Tobacco use kills more than 440,000 Americans each year—more than alcohol, cocaine, heroin, homicide, suicide, car accidents, and HIV/AIDS combined.
Smokers are also at higher risk for:
- Increased depression and anxiety
- A shorter life (smokers die 13-15 years earlier than non-smokers)
- Lung disease, such as bronchitis or emphysema
- Cancers of the lung, mouth, esophagus, stomach, pancreas, cervix, kidney, and bladder
- Heart disease and stroke
- Sexual impotence and infertility
- Cataracts, skin wrinkling, and skin discoloration
- Increased use of other drugs and alcohol
- Pregnancy complications
How do I quit? The basics of what works
Discover your options
Talk to your VA health care provider at your nearest VA health care facility about the many tools available to help you quit. Combine smoking cessation medications with counseling for the best chance of quitting smoking.
Develop a quit plan
Call 1-855-QUIT-VET (1-855-784-8838) to speak with a smoking cessation counselor, Monday - Friday, 8:00 a.m. – 8:00 p.m. Eastern Time. The quitline is closed on Federal holidays. Consejería en Español es disponible.
Any Veteran receiving health care through VA is eligible to use this service.

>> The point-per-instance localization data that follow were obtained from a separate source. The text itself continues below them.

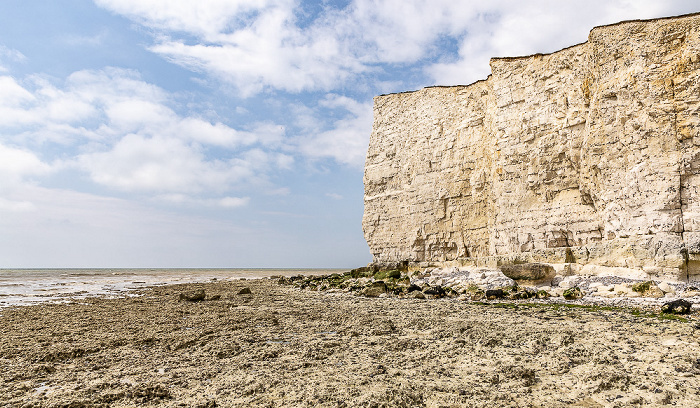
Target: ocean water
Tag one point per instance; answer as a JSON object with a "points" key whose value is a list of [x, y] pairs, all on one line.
{"points": [[30, 286]]}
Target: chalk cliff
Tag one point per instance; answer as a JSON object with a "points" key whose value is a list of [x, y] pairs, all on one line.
{"points": [[587, 158]]}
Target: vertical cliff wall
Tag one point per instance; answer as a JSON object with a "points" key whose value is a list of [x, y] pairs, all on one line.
{"points": [[587, 158]]}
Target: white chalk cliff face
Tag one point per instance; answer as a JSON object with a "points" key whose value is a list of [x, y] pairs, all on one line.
{"points": [[587, 158]]}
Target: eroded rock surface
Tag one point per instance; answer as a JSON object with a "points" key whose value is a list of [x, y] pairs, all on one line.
{"points": [[587, 159]]}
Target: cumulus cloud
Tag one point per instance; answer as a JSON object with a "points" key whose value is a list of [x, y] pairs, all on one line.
{"points": [[347, 139], [270, 44], [18, 164], [9, 55]]}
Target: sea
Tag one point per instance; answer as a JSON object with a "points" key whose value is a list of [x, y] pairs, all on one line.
{"points": [[19, 287]]}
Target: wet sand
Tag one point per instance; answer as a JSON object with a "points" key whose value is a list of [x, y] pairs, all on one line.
{"points": [[281, 346]]}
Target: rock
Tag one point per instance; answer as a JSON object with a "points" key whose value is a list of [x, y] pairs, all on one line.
{"points": [[416, 294], [680, 306], [390, 274], [530, 162], [413, 288], [573, 293], [196, 295], [434, 291], [495, 294], [642, 287], [648, 289], [528, 271], [477, 295], [691, 293], [374, 289]]}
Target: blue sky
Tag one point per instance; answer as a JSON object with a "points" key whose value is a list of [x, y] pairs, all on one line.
{"points": [[224, 133]]}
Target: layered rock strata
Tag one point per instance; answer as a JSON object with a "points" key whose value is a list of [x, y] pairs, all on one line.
{"points": [[587, 159]]}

Speak with a counselor and get:
- Help developing a quit plan
- Individualized counseling
- Strategies to prevent relapse
- Follow-up calls to help you stay quit
Your counselor may ask you specific questions about your tobacco use, quitting history, and motivations to quit, to help create a quit plan that will work for you. Any information that you provide to the counselor during the call is kept private. It will not be shared with your VA health care provider or VA electronic medical record.
Counselors are unable to provide smoking cessation medications to callers. Talk to your VA health care provider about using medication, and let them know that you are using the Quit VET helpline.

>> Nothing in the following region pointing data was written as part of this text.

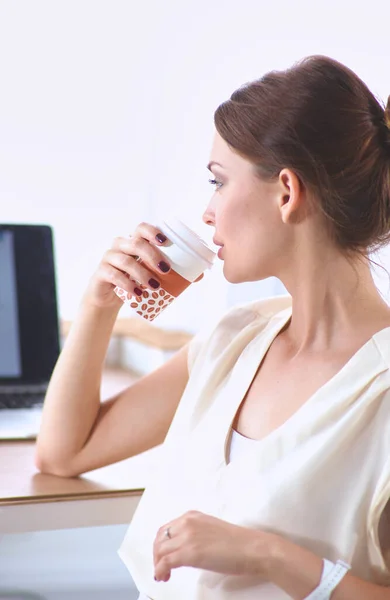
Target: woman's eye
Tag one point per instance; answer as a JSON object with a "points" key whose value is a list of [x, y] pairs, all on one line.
{"points": [[215, 182]]}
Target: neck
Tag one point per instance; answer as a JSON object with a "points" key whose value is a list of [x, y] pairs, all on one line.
{"points": [[334, 303]]}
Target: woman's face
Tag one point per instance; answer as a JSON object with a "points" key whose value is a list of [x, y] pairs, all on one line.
{"points": [[246, 214]]}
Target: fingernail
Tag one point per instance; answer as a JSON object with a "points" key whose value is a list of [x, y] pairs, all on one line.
{"points": [[154, 284], [163, 266]]}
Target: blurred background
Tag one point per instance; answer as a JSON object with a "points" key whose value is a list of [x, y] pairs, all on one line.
{"points": [[106, 115], [106, 120]]}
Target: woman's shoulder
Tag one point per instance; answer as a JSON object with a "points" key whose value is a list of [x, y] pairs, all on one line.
{"points": [[214, 339]]}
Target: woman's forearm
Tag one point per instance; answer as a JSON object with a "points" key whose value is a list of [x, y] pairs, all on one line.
{"points": [[298, 572], [73, 397]]}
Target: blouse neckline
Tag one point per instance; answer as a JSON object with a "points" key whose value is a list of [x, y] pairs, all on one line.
{"points": [[303, 422]]}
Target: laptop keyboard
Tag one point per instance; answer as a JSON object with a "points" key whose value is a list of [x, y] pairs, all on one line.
{"points": [[21, 400]]}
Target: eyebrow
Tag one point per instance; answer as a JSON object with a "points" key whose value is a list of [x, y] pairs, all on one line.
{"points": [[213, 163]]}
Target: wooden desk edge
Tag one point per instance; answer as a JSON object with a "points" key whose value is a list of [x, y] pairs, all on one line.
{"points": [[70, 497]]}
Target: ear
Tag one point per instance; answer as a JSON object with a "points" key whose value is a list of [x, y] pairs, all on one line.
{"points": [[290, 197]]}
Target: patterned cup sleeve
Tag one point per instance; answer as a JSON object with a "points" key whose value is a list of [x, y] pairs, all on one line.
{"points": [[150, 304]]}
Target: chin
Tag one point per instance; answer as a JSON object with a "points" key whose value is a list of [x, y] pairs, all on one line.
{"points": [[236, 276]]}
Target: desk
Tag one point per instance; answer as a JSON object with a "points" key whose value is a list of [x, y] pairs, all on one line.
{"points": [[32, 501]]}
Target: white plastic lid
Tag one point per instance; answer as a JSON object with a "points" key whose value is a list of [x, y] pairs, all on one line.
{"points": [[188, 240]]}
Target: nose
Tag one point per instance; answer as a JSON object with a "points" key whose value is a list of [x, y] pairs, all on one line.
{"points": [[208, 216]]}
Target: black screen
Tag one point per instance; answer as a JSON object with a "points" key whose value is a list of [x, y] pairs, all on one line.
{"points": [[29, 335]]}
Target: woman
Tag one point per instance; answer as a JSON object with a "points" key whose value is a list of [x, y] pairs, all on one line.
{"points": [[276, 422]]}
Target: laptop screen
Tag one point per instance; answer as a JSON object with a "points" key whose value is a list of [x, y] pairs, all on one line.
{"points": [[29, 335]]}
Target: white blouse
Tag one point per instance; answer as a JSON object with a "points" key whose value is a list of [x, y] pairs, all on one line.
{"points": [[322, 479], [239, 445]]}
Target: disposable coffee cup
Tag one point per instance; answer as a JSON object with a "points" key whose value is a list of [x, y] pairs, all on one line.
{"points": [[189, 257]]}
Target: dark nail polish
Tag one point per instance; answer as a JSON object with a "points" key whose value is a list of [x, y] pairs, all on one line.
{"points": [[163, 266], [154, 284]]}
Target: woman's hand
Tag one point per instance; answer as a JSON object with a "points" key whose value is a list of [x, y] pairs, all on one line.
{"points": [[205, 542], [129, 262]]}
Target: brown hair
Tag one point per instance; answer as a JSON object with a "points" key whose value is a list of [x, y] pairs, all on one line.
{"points": [[321, 121]]}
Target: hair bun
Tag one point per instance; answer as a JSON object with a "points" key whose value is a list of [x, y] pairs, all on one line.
{"points": [[387, 113]]}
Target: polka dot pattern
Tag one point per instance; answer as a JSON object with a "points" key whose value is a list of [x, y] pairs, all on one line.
{"points": [[150, 304]]}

Quit VET is a collaboration between VA and the National Cancer Institute (NCI).
Prepare to quit
Break Free from Smoking
Video Length: 03:25
In addition to working with your VA health care provider, there are things you can do to get ready to quit:
- Talk to your friends and family and your co-workers about getting support.
- Anticipate challenges to trying to quit, particularly for the first few days.

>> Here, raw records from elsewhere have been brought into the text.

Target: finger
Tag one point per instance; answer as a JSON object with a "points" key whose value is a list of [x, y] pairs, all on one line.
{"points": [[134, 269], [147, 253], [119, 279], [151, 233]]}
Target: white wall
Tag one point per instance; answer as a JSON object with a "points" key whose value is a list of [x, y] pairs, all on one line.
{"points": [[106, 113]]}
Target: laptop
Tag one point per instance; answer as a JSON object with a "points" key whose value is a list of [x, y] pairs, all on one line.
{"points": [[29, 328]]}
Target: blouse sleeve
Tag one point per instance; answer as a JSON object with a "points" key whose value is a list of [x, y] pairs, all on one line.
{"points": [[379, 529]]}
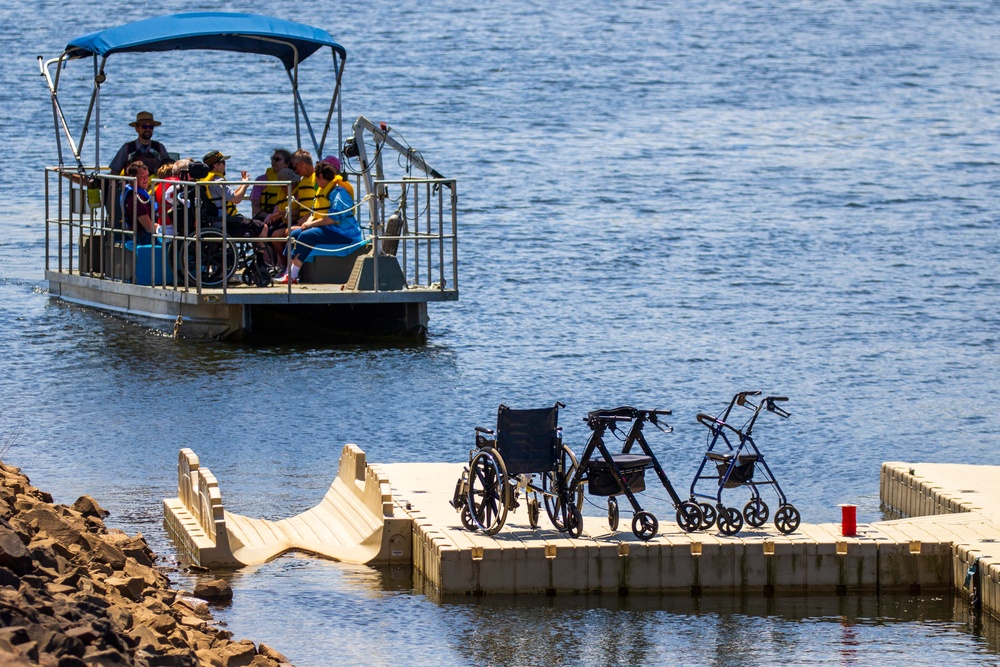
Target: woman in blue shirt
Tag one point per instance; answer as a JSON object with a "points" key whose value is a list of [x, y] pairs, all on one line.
{"points": [[332, 222]]}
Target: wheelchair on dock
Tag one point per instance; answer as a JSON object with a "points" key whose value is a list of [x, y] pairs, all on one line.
{"points": [[623, 473], [524, 454], [733, 460]]}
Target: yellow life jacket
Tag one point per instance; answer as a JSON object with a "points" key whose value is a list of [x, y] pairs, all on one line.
{"points": [[305, 195], [339, 180], [321, 209], [231, 209], [273, 196]]}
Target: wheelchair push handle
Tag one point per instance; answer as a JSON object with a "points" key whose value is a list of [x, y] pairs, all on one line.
{"points": [[716, 424], [770, 405], [741, 398], [623, 414]]}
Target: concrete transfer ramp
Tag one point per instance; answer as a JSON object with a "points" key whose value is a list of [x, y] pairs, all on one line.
{"points": [[353, 522]]}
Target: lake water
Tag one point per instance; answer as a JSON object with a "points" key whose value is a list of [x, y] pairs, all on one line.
{"points": [[661, 204]]}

- Review your past attempts at quitting. What worked? What didn’t?
- Keep in mind all the reasons for quitting that are most important to you.
There are other things to do that some have found helpful:
- Remember to remove all cigarettes, lighters, and ashtrays from your home, car, and work.
- Make sure that you get enough rest and keep plenty of healthy snacks available.
- You may want to begin a regular exercise program.
- Put the money that you would normally spend on cigarettes or tobacco in a jar and plan to spend that on something that you can work towards to reward yourself.
What is available through my VA health care facility?
You can talk with your VA health care provider about getting brief counseling to help you quit. In addition, you may receive a prescription for nicotine gum, patch, or lozenge or for bupropion, another medication for smoking cessation.
You also can ask for a referral to a Smoking Cessation Clinic if you would like to attend one. Smoking Cessation Clinics have group or individual counseling.
To find the nearest VA health care facility:
- Go to VA Facility Locator
- Call toll-free 1-877-222-8387
Where can I learn more about how to quit and stay quit?
There are a number of websites that you can visit to learn more about quitting tobacco use. Here are just a few:
- Centers for Disease Control and Prevention: www.cdc.gov/tobacco
- U.S. Department of Health and Human Services: www.surgeongeneral.gov/tobacco
- Agency for Healthcare Research and Quality: www.ahrq.gov/path/tobacco.htm
- National Cancer Institute: www.cancer.gov/cancertopics/tobacco
What are the health effects of secondhand smoke?
Approximately 50,000 Americans die each year as a result of breathing other people’s smoke. You can help save the health of those you love by quitting smoking.
The 2006 U.S. Surgeon General Report on the health effects of secondhand smokers concluded that secondhand smoke causes early death and disease in children and adults who do not smoke.
Non-smoking spouses of smokers are more likely to have heart disease or lung cancer than if they were not exposed to smoke in the home. Infants and children who are exposed to smoke are at higher risk for dangerous diseases, such as sudden infant death syndrome (SIDS), severe respiratory illnesses, ear infections, and asthma. The most effective way to make sure that your children never smoke is to not smoke.